Рукопись - страница 15

Шрифт
Интервал


Учителя прощали ему баранье упорство и тупость, ломались один за другим, опускали руки. К началу средней школы страшащие двойками, отцовым ремнем и детской комнатой милиции, уже через пару лет на холодно брошенное «Что ты мне сделаешь?» они лишь обреченно замолкали. Ни у кого из этих несчастных не хватало храбрости заглянуть за щит, который он год от года тверже держал перед собой.

Полное осознание пришло в четырнадцать, в серый октябрьский день – когда на затылке впервые собрались в хвост волосы, что он отращивал целое лето. Когда впервые он по-настоящему узнал собственное отражение в зеркале. Девчонки в классе хихикали перезвоном серебряных колокольчиков, в извечной женской манере судачили о том, кто из них первой выйдет замуж или хотя бы поцелуется. Он тогда просто подошел к отличнице, выдернул ее из-за парты, обвил руками талию и накрыл ее напрягшиеся неумелые губы поцелуем.

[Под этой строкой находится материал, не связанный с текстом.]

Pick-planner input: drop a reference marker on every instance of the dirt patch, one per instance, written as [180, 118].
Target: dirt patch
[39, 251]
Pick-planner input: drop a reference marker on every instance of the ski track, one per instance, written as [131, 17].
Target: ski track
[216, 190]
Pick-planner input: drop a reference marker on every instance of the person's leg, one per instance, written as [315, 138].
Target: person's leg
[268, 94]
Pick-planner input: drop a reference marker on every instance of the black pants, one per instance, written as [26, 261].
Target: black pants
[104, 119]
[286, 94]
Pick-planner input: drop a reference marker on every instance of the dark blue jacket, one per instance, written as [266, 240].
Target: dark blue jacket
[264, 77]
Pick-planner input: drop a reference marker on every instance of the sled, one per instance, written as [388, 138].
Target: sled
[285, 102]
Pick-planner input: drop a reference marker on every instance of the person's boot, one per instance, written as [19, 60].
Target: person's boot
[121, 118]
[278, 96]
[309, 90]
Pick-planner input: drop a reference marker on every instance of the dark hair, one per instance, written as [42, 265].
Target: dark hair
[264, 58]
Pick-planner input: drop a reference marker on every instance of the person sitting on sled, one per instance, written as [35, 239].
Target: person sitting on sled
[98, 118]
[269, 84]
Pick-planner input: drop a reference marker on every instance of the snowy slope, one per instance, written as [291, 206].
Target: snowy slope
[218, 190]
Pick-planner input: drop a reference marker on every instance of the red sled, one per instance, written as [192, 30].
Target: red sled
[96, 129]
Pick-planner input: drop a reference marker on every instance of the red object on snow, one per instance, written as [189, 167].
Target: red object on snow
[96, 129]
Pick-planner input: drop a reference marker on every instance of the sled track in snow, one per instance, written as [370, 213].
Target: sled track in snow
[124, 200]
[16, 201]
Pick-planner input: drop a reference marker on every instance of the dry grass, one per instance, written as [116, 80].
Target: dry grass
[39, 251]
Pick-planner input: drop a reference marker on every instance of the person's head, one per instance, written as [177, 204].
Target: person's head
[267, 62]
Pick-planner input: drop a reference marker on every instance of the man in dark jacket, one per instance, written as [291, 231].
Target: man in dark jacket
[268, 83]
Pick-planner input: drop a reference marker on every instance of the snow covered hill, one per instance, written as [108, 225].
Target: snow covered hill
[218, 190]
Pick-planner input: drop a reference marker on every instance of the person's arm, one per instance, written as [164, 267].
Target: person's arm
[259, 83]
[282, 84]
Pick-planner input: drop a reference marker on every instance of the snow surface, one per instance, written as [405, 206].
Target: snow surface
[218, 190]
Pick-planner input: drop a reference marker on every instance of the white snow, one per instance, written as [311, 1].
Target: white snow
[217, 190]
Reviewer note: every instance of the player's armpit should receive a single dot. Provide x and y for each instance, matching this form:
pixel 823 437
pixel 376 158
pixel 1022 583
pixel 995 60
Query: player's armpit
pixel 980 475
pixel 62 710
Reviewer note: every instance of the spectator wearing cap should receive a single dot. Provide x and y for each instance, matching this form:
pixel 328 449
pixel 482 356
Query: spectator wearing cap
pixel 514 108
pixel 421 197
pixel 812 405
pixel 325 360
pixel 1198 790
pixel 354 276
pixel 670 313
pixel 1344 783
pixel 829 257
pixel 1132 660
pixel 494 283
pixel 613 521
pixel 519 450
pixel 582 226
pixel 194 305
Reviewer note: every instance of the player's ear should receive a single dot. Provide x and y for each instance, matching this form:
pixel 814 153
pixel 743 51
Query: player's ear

Она еще ребенок, с мучительным отвращением понял он через мгновение.

А он – уже нет.

Красный лак и золото трона разрезают блеском глаза, навязчивый треск масла в горящих лампах сливается с жалостливыми шепотками за спиной. Человек в алой с золотом мантии, на золотой подушке, смотрит тем же холодным, безмысленным взглядом, что и нелепо-золотые драконы с лепнины под крышей, драконы с шитья его мантии, настороженно затаившиеся драконы на спинке трона. Тронный зал захлопнут, как крытая киноварным лаком шкатулка, заперт изнутри всесильной рукой, густое ожидание свербит в воздухе. Мантия цвета запекшейся крови укрывает раболепно сложенные руки. Синий и исчерна-багряный шелк чиновничьих одежд разлит по полу в на сотню раз повторенном смиренном поклоне, как та же кровь. Острый желтый свет ламп мечется с золотой лепнины на кроваво лоснящийся шелк, увязает в нем, всю тронную залу доверху заполняет блеском и кровью. И дышится солоно, вкус железа вплавляется в губы.

Так надо. Так надо, чтобы неумелый, трусливый мальчишка взвалил на свои плечи ношу, непосильную для отца, сам себя по кускам скормил армии, раскромсавшей уже всю страну, выдавившей двор из столицы, как гнойник. Надо, чтобы обезумевший от отчаяния народ сжег дворцы и сам распахнул городские ворота японцам. Надо, чтобы брат предал брата, а сын – мачеху, чтобы трон под собственным весом развалился на режущие пальцы обломки. Только так можно вырастить настоящего дракона.